But the book is a good introduction and overview, and I hope that people who can’t read the more painful accounts will read this one.
Father Michael Koenig
When C. S. Lewis was writing the Screw Tape Letters, his friend John R. R. Tolkien warned him it was dangerous to think too much about or try to get into the mind of the Evil One. Perhaps this is true of evil in general and the evil of pedophilia and pederasty in particular. The Hebrew Catholic author of the excellent book “Salvation is From the Jews”, writing of the sexual perversion of Nazi leaders, said “When sex is perverted, demons come running”.
Mary
Amen Fr,
St John the Evangelist spoke about the martyr who died in the city of Pergamon ,”the city which was the seat of satan.” St Antipas was matyred in a cauldron set on the altar of Zeus in 92 AD in Pergamon Now let us see what Hitler did with that altar .
http://museumsecrets.tv/dossier.php?o=146
First a city then a nation.

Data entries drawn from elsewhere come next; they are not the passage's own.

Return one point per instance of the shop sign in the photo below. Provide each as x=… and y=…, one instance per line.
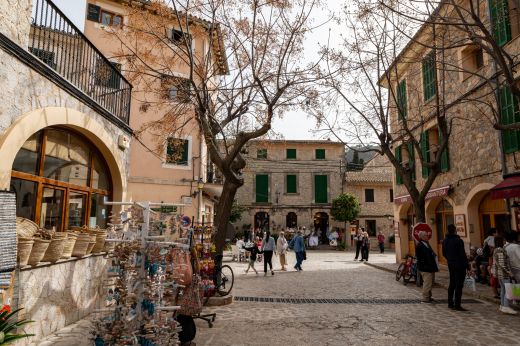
x=438, y=192
x=460, y=224
x=421, y=227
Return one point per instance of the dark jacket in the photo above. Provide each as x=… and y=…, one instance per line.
x=453, y=250
x=426, y=261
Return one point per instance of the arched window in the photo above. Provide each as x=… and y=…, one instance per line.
x=60, y=180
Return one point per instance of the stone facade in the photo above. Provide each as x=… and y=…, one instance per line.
x=277, y=166
x=375, y=176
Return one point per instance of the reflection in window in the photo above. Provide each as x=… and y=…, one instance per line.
x=66, y=158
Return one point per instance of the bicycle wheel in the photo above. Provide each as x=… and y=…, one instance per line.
x=226, y=280
x=399, y=272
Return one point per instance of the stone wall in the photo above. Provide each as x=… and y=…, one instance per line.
x=54, y=296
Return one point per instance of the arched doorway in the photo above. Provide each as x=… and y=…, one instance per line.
x=443, y=217
x=291, y=220
x=321, y=225
x=262, y=221
x=493, y=214
x=61, y=180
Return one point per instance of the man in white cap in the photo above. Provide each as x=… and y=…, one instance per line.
x=427, y=265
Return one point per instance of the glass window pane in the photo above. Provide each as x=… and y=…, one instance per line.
x=77, y=207
x=27, y=158
x=52, y=209
x=100, y=175
x=25, y=197
x=98, y=211
x=66, y=158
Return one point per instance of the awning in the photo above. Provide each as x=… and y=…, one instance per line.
x=433, y=193
x=508, y=188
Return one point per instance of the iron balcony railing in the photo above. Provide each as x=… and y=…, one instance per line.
x=56, y=41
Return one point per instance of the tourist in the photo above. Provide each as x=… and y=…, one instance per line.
x=281, y=246
x=365, y=246
x=381, y=242
x=453, y=250
x=268, y=247
x=427, y=265
x=502, y=272
x=298, y=245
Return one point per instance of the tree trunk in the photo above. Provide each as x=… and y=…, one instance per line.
x=224, y=207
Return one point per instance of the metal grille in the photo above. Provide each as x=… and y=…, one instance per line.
x=374, y=301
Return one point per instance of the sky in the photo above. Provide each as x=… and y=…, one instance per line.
x=293, y=125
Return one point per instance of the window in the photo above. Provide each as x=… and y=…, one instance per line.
x=291, y=154
x=262, y=188
x=291, y=183
x=177, y=151
x=321, y=191
x=369, y=195
x=429, y=73
x=402, y=104
x=261, y=154
x=45, y=56
x=106, y=76
x=58, y=176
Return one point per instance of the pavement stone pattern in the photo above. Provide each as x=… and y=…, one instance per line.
x=334, y=274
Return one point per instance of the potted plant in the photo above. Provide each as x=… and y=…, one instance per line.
x=9, y=324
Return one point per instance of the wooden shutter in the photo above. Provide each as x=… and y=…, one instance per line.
x=425, y=151
x=320, y=189
x=262, y=188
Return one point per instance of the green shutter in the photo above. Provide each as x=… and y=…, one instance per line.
x=398, y=157
x=445, y=157
x=291, y=185
x=402, y=105
x=425, y=151
x=500, y=19
x=262, y=188
x=320, y=189
x=411, y=159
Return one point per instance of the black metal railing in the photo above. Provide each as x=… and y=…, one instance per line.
x=56, y=41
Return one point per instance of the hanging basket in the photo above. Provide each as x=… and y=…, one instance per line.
x=81, y=245
x=69, y=245
x=38, y=251
x=55, y=250
x=24, y=250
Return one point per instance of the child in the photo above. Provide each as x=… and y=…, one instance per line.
x=253, y=250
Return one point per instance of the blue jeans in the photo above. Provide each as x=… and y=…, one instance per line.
x=299, y=260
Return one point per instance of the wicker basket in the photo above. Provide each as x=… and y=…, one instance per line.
x=24, y=250
x=55, y=250
x=69, y=245
x=38, y=251
x=25, y=227
x=81, y=245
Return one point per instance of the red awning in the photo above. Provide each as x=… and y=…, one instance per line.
x=508, y=188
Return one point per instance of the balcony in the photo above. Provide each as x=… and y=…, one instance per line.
x=58, y=43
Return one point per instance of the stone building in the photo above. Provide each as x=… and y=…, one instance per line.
x=179, y=172
x=64, y=149
x=290, y=183
x=373, y=188
x=465, y=192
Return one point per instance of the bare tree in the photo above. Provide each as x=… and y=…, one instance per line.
x=248, y=71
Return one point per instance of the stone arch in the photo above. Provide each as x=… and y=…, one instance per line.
x=31, y=122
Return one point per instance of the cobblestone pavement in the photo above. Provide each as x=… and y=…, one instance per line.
x=380, y=311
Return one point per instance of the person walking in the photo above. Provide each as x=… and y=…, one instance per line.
x=281, y=247
x=381, y=242
x=502, y=272
x=453, y=250
x=268, y=247
x=427, y=265
x=298, y=245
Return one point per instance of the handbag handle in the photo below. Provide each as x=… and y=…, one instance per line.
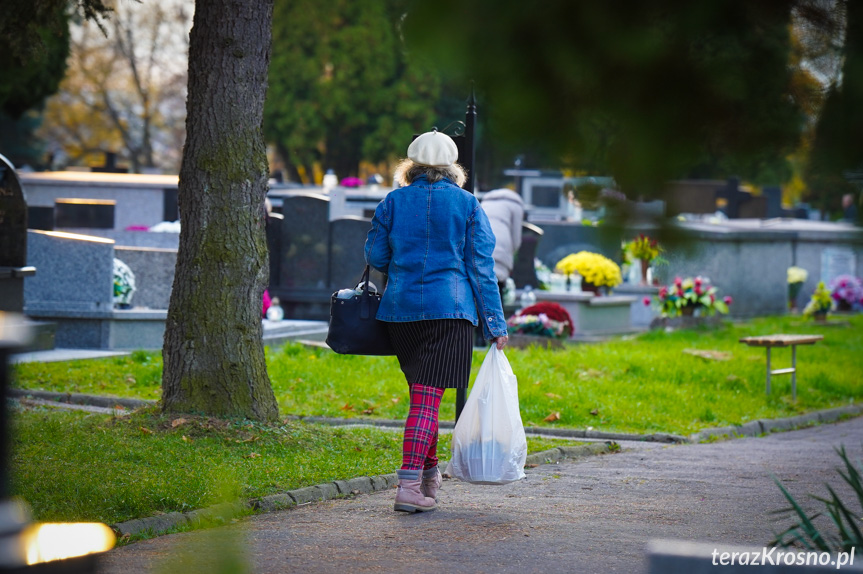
x=365, y=296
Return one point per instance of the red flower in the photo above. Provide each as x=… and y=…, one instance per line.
x=552, y=310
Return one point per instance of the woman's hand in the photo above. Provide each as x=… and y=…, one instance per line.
x=501, y=342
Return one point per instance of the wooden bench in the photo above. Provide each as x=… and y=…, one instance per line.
x=770, y=341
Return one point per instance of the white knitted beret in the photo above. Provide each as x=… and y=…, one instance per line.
x=433, y=149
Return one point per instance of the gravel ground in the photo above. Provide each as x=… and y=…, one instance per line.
x=594, y=515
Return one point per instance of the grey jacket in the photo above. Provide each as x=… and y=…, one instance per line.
x=505, y=211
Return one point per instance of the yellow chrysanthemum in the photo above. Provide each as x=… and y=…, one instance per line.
x=593, y=267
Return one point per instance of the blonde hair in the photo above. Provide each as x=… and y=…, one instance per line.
x=407, y=170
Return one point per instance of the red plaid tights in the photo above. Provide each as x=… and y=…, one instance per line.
x=419, y=450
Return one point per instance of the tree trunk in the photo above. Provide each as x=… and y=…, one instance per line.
x=213, y=352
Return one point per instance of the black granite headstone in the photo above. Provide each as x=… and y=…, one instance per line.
x=84, y=213
x=13, y=239
x=40, y=217
x=304, y=257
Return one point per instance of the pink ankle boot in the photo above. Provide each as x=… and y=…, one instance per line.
x=409, y=497
x=431, y=482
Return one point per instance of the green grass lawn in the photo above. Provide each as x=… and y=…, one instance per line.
x=640, y=384
x=73, y=466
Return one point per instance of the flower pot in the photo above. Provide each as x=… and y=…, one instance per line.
x=645, y=265
x=590, y=288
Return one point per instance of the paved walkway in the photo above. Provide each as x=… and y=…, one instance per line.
x=595, y=515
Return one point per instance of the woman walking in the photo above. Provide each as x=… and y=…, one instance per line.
x=435, y=243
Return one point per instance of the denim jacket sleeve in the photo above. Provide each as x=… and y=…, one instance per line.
x=480, y=270
x=377, y=249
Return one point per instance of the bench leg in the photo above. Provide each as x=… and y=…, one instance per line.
x=794, y=372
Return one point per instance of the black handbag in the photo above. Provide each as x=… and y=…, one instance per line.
x=353, y=329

Is the globe next?
Unrepentant mortal sin leads to deeper mortal sins like a chasm that deepens widens and has no bottom…Hell?
Mary
………continuing with the Hitler theme mentioned above.He enacted laws (similar to the terrorist prevention laws we have now) after the Riechstag Museum burned to the ground. That is when he first ordered German citizens be spyed on as possible enemies of the state to be rounded up and arrested.

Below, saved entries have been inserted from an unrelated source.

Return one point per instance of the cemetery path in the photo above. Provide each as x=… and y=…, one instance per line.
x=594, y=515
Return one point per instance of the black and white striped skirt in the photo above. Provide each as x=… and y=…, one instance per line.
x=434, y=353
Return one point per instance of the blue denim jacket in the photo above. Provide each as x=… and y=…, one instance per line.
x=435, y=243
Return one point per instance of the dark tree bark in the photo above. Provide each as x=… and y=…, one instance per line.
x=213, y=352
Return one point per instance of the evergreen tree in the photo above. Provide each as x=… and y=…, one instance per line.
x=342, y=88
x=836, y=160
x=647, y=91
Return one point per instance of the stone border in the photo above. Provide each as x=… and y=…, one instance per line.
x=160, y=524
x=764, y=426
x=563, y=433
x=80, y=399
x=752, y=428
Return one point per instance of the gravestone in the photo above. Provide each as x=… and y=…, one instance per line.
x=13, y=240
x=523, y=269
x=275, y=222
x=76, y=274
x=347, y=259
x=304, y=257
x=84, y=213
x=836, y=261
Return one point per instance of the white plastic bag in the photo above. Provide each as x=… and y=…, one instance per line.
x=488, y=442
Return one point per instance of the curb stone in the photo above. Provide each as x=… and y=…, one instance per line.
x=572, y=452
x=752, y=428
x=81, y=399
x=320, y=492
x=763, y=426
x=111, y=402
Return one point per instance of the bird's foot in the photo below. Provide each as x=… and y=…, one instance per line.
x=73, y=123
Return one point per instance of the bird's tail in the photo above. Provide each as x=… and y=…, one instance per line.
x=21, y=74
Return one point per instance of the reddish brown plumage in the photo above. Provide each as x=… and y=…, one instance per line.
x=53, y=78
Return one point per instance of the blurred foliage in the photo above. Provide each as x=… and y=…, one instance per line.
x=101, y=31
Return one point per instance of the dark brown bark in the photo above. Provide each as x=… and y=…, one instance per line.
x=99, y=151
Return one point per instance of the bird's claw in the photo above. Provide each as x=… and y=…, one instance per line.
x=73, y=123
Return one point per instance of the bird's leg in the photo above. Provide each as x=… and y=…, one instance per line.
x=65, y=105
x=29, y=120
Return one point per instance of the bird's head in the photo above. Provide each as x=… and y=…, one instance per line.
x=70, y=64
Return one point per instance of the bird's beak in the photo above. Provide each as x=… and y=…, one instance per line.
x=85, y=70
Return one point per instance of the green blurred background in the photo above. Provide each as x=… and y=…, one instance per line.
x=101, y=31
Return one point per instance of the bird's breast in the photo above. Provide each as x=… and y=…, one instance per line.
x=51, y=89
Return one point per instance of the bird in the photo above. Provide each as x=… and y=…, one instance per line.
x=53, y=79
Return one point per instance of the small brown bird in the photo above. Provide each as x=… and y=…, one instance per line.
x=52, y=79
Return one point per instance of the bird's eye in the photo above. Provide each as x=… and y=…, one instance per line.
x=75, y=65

I could not help recalling this while reading about the recent revelations by the Justice Department’s vast collection of private communication spying on the AP Press reporters.
Truth Lover
Nietzsche— “Whoever fights monsters should see to it that in the process he does not become a monster.”
Lee Penn
Thanks for posting this review here. Are you going to post this on Amazon, as well?
Lee
cm
Knowing some folks in the deliverance ministry and also myself being involved in work that fights various spiritual ills, I can relate that sacramentals are very important, especially holy water and salt, blessed with the older exorcism prayer, and the image of the face of Christ. Praying very specifically for protection and using deliverance prayers like the Divine Mercy chaplet are also important. Our fight is with principalities, etc. If there is an oppressive influence like bad dreams, or obsessive influence like alcohol, deliverance is in order – same as doctors and nurses needing to take tests and meds…nothing to be ashamed of. I recommend Stella Davis’ book called Spiritual Warfare on amazon. Get a team praying for you all the time. Get regularly prayed over – frequent reception of the sacraments of course. Pray for discernment of spirits so you can spot them as they come through various channels, including reading books, etc. If you are called to a certain work, God will give remedies but we have to follow them religiously – like brushing your teeth every morning. Expect physical ailments (especially severe and persistent illnesses that come one after the other) and physical attacks when other means like depression, despair, fatigue fail to stop you in your work. The blows will come but God restores, because He is not mocked and he who protects His little ones has angel armies at the ready.